Suasana ruangan itu begitu gelap dan senyap. Di tengah kegelapan, ia duduk sembari menonton berita di televisi. Ponsel yang ia gengam terus bergetar. Bertumpuk-tumpuk chat datang bersamaan. Chat yang berisikan pesan yang sama, berulang kali.

Aku turut berduka dengan apa yang terjadi, Akashi. Pasti semua ini berat untukmu.

Ia hanya bisa memandangi isi ponselnya tanpa ekspresi.

"Selamat siang, pemirsa. Hari ini kami akan menyajikan berita yang cukup menggegerkan seisi Jepang. Kemarin, sekitar pukul 11 pagi di daerah perumahan elit Tokyo, ditemukan 3 tubuh tak bernyawa. Diduga kasus pembunuhan dan pembunuhnya bunuh diri. Motif dibalik pembunuhan ini diduga akibat perselingkuhan yang dilakukan orang tuanya sehingga menyebabkan ibu kandung si anak bunuh diri beberapa bulan lalu. Ketiga mayat tersebut ditemukan oleh kekasih sang pelaku yang mengaku dihubungi satu jam sebelum mayat ditemukan. Kepolisian Jepang menyatakan kasus ini ditutup karena pelakunya bunuh diri."

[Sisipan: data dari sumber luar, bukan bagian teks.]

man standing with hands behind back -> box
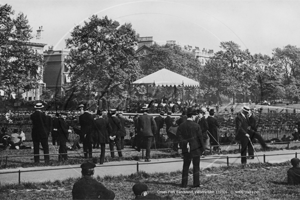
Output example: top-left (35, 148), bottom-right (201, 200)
top-left (30, 103), bottom-right (50, 164)
top-left (177, 108), bottom-right (204, 188)
top-left (138, 108), bottom-right (157, 162)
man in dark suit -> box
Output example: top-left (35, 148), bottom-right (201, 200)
top-left (30, 103), bottom-right (50, 163)
top-left (154, 111), bottom-right (165, 148)
top-left (107, 109), bottom-right (123, 158)
top-left (78, 104), bottom-right (95, 158)
top-left (177, 108), bottom-right (204, 187)
top-left (206, 109), bottom-right (220, 151)
top-left (235, 106), bottom-right (252, 164)
top-left (117, 111), bottom-right (132, 149)
top-left (57, 112), bottom-right (70, 161)
top-left (51, 113), bottom-right (59, 145)
top-left (248, 110), bottom-right (270, 156)
top-left (165, 111), bottom-right (178, 152)
top-left (72, 163), bottom-right (115, 200)
top-left (95, 110), bottom-right (111, 164)
top-left (138, 108), bottom-right (157, 162)
top-left (198, 109), bottom-right (210, 152)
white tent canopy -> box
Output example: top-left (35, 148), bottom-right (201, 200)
top-left (133, 68), bottom-right (199, 87)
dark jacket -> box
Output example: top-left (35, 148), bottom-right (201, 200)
top-left (154, 115), bottom-right (165, 130)
top-left (30, 111), bottom-right (49, 141)
top-left (95, 117), bottom-right (111, 144)
top-left (58, 118), bottom-right (69, 143)
top-left (235, 113), bottom-right (249, 141)
top-left (138, 114), bottom-right (157, 137)
top-left (72, 176), bottom-right (115, 199)
top-left (79, 112), bottom-right (95, 135)
top-left (118, 115), bottom-right (126, 137)
top-left (206, 116), bottom-right (220, 145)
top-left (108, 115), bottom-right (121, 137)
top-left (176, 115), bottom-right (187, 126)
top-left (165, 115), bottom-right (174, 132)
top-left (198, 116), bottom-right (208, 140)
top-left (176, 120), bottom-right (204, 157)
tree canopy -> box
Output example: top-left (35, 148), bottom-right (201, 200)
top-left (0, 4), bottom-right (43, 98)
top-left (66, 15), bottom-right (140, 109)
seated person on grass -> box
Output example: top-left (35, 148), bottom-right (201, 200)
top-left (287, 158), bottom-right (300, 185)
top-left (72, 162), bottom-right (115, 199)
top-left (132, 183), bottom-right (172, 200)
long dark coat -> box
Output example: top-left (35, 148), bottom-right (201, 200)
top-left (235, 113), bottom-right (249, 141)
top-left (58, 118), bottom-right (69, 143)
top-left (108, 115), bottom-right (121, 138)
top-left (176, 120), bottom-right (204, 157)
top-left (118, 116), bottom-right (126, 137)
top-left (206, 116), bottom-right (220, 145)
top-left (95, 117), bottom-right (111, 144)
top-left (138, 114), bottom-right (157, 137)
top-left (30, 111), bottom-right (49, 141)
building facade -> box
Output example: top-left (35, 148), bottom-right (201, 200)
top-left (43, 49), bottom-right (70, 95)
top-left (20, 42), bottom-right (46, 101)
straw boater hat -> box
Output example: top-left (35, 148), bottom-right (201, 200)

Sudut-sudut matanya menyimpit saat menonton isi berita bodoh itu. Tubuhnya bangkit dan bergegas menuju meja belajar yang berada pada sudut ruangan. Ia mengambil secarik kertas dan membacanya sejenak. Setelah itu, ia melangkah sembari membuka satu per satu kancing kemeja hitam yang ia pakai, menuju kamar mandi yang berada pada ruang tidurnya, meninggalkan secarik kertas lusuh itu kembali pada meja belajar miliknya. Secarik kertas berbecak darah yang bertuliskan :

Ketika aku membunuh diriku sendiri, aku menghunuskan pedang pada jati diriku. Hanya untuk menyakinkan diri bahwa apa yang aku dengar adalah kebohongan. Hanya untuk menyakinkan diri bahwa kau adalah segalanya. Hanya untuk menyakinkan diriku bahwa aku terpuruk dan membunuh diriku sendiri bukan karena dirimu. Karena aku akan merenggut kembali apa kebahagiaanku seperti yang selalu kau ucapkan.

.

.

.

.

"Tetsuna, jangan berhubungan lagi dengan anak itu. Ibu tidak suka."

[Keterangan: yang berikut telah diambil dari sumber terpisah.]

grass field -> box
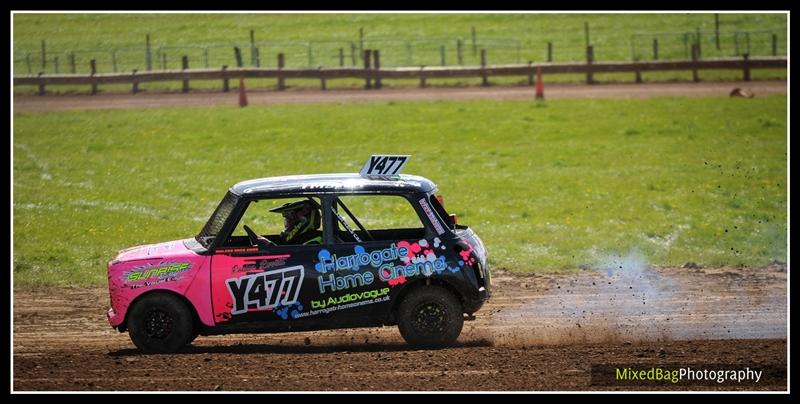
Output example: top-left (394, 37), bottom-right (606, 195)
top-left (13, 96), bottom-right (787, 286)
top-left (13, 13), bottom-right (787, 74)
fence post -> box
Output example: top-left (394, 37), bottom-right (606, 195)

"Kenapa? Ia orang baik. Ibu belum mengenalnya saja."

"Aku tau seperti apa kau, aku melihatnya, jadi jangan dekati lagi anakku."

"Hancurkan wanita buruk rupa itu. Aku akan membayarmu, tenang saja. Hancurkan perasaannya. Rebut miliknya."

"Aku berhasil menggoda suaminya. Hahaha. Bodoh sekali."

"Kerja bagus."

"Bagaimana dengan anak gadisnya? Bukannya kau menyukainya?"

"Ha? Ya, aku sangat mencintainya. Oleh karena itu, aku akan menyingkirkan siapapun yang mengganggu."

.

.

.

The End.

A/N : Gue nulis apa sih? Terserah mau diinterpretasikan gmn cerita ini. Depannya udah oke tp eksekusi finalnya kurang greget. Gue merasa kehilangan sentuhan(?) cerita karena saking lamanya hiatus. Gue merasa byk plot hole disini. Maaf ya, i'm trying my best tp keknya butuh proses. Maaf untuk segala kekurangan yang ada. Mohon dimaklumi. Makasih untuk yang sudah membaca.